Puis on voyait errer sur son visage un sourire vague et continu. A ce moment, on sentait qu'il fallait se détourner de lui, lui laisser sa liberté, pour que, s'étant levé de sa chaise, il pût aller, à pas de flâneur, sur la terrasse, et disparaître ensuite jusqu'au lendemain, en effectuant ainsi une sortie à l'anglaise dont tous les assistants, du coin de l'œil, avaient épié chaque temps et chaque mouvement.

—Au travail! disait alors un des amateurs de bridge, le plus souvent Lorgis, qui brillait beaucoup à ce jeu. Le marquis avait aussi de remarquables qualités instinctives. Mais il était maudit par ses partenaires, parce qu'il parlait tout le temps d'autre chose, sans pour cela cesser de suivre la partie. Quant à Jehon, le grand artiste, il jouait majestueusement et mal. Son partenaire ne pouvait s'empêcher de constater, presque chaque fois, qu'une ou deux levées avaient été perdues, et que si on avait joué autrement... Jehon en souffrait, et, pendant le quart d'heure qui suivait la partie, il était obligé de se remémorer toute sa carrière pleine de gloire, sa rosette d'officier, sa médaille d'honneur...

On ne se gênait pas, par exemple, pour accabler de reproches Miss Herford, la jeune Anglaise, qui riait d'autant plus qu'elle était plus attrapée.

Le bridge et le bézigue une fois en pleine action, Antoinette et Julien purent gagner la terrasse.

—Il a été question de vous cet après-midi, lui dit-il.

—De moi?

—Notre ami Lorgis a remarqué l'impression que vous aviez faite sur moi.

C'était la première fois qu'il lui parlait ainsi d'elle en la désignant, et situait enfin dans la vie la personne idéale dont il avait été tant question entre eux. Encore une transition longtemps cherchée, et c'était Lorgis qui la lui fournissait maintenant! De sorte que le début même de cet entretien, destiné en principe à les séparer, les rapprochait l'un de l'autre.

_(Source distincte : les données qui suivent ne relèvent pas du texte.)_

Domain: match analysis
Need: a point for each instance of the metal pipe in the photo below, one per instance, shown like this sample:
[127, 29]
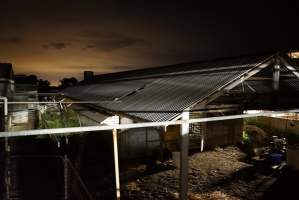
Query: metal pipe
[60, 102]
[116, 165]
[291, 68]
[137, 125]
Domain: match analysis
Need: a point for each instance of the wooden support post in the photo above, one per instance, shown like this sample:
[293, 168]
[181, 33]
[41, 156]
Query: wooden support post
[184, 157]
[116, 166]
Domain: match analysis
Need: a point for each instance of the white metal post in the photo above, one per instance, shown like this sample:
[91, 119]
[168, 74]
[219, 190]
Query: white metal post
[276, 74]
[7, 148]
[116, 166]
[65, 173]
[184, 157]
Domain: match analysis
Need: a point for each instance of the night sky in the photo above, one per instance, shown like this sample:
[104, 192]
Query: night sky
[56, 39]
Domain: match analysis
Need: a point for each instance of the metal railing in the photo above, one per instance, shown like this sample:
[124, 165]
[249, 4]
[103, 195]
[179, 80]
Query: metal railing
[66, 178]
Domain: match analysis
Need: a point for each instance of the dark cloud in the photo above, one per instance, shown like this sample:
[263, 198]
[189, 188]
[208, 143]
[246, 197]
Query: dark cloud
[99, 68]
[11, 40]
[118, 43]
[110, 41]
[56, 45]
[89, 46]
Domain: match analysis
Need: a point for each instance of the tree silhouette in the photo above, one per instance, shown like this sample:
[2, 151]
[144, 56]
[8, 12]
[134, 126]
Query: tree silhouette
[43, 86]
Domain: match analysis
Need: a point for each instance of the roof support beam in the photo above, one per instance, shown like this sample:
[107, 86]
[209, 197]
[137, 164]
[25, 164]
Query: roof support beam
[227, 87]
[136, 125]
[290, 67]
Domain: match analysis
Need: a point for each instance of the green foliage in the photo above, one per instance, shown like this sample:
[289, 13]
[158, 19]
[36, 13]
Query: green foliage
[56, 119]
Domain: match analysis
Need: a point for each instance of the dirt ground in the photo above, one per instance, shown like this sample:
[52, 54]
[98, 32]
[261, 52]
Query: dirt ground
[220, 174]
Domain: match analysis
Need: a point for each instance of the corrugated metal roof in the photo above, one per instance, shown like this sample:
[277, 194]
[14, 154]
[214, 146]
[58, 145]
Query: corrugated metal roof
[164, 88]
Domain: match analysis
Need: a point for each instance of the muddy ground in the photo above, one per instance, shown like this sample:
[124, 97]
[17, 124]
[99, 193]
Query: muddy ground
[223, 173]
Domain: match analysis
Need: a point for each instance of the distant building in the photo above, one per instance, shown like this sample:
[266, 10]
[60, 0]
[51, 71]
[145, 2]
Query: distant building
[6, 88]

Sur un ton assez enjoué, il lui dit les craintes de Lorgis, en laissant entendre que les appréhensions de leur ami étaient beaucoup plus audacieuses que ses espérances à lui, Julien. Il sut très bien transposer les paroles de Lorgis, de façon qu'Antoinette n'eût pas à en être offensée, mais de façon aussi à enlever, par la même occasion, sans en avoir l'air, quelques-uns des voiles de respect dont il l'avait toujours entourée. Tout ceci fut exécuté avec beaucoup de tact. D'ailleurs, cette heure du soir était toujours la bonne heure pour Julien.

—Il ne m'a pas laissé le loisir de lui répondre, continua-t-il. Et d'ailleurs, qu'aurais-je pu lui dire? Je n'aurais jamais osé lui révéler ce qui était en moi, et que je n'ai jamais pu faire connaître à personne. Lorgis est un homme plein d'intelligence. Il peut tout comprendre. Mais peut-il tout concevoir? Il n'a jamais éprouvé certainement pour personne les sentiments qui me pénètrent. Et ce sont des sentiments que l'on n'imagine pas quand on ne les a pas connus. Moi-même, jusqu'à ces temps-ci, je ne pouvais croire à leur existence...

... Il parlait, il parlait. Et Antoinette, noyée d'ombre, ne répondait rien. Il en était lui-même embarrassé pour elle... Le meilleur parti était de lui prendre la main, d'y déposer un baiser furtif, et de se sauver comme un voleur. Il s'en alla rapidement dans le parc, et remonta, peu après, dans sa chambre: de cette façon, il n'avait pas à revoir tout de suite le marchand de petits pois, qui aurait peut-être pu lui demander des nouvelles. A vrai dire, les conséquences de la conversation de l'après-midi avaient été un peu différentes de ce qu'attendait Lorgis, et même de ce qu'attendait Julien, à qui la seule présence d'Antoinette avait fourni des raisons puissantes, et vieilles comme le monde, de poursuivre l'éternelle aventure.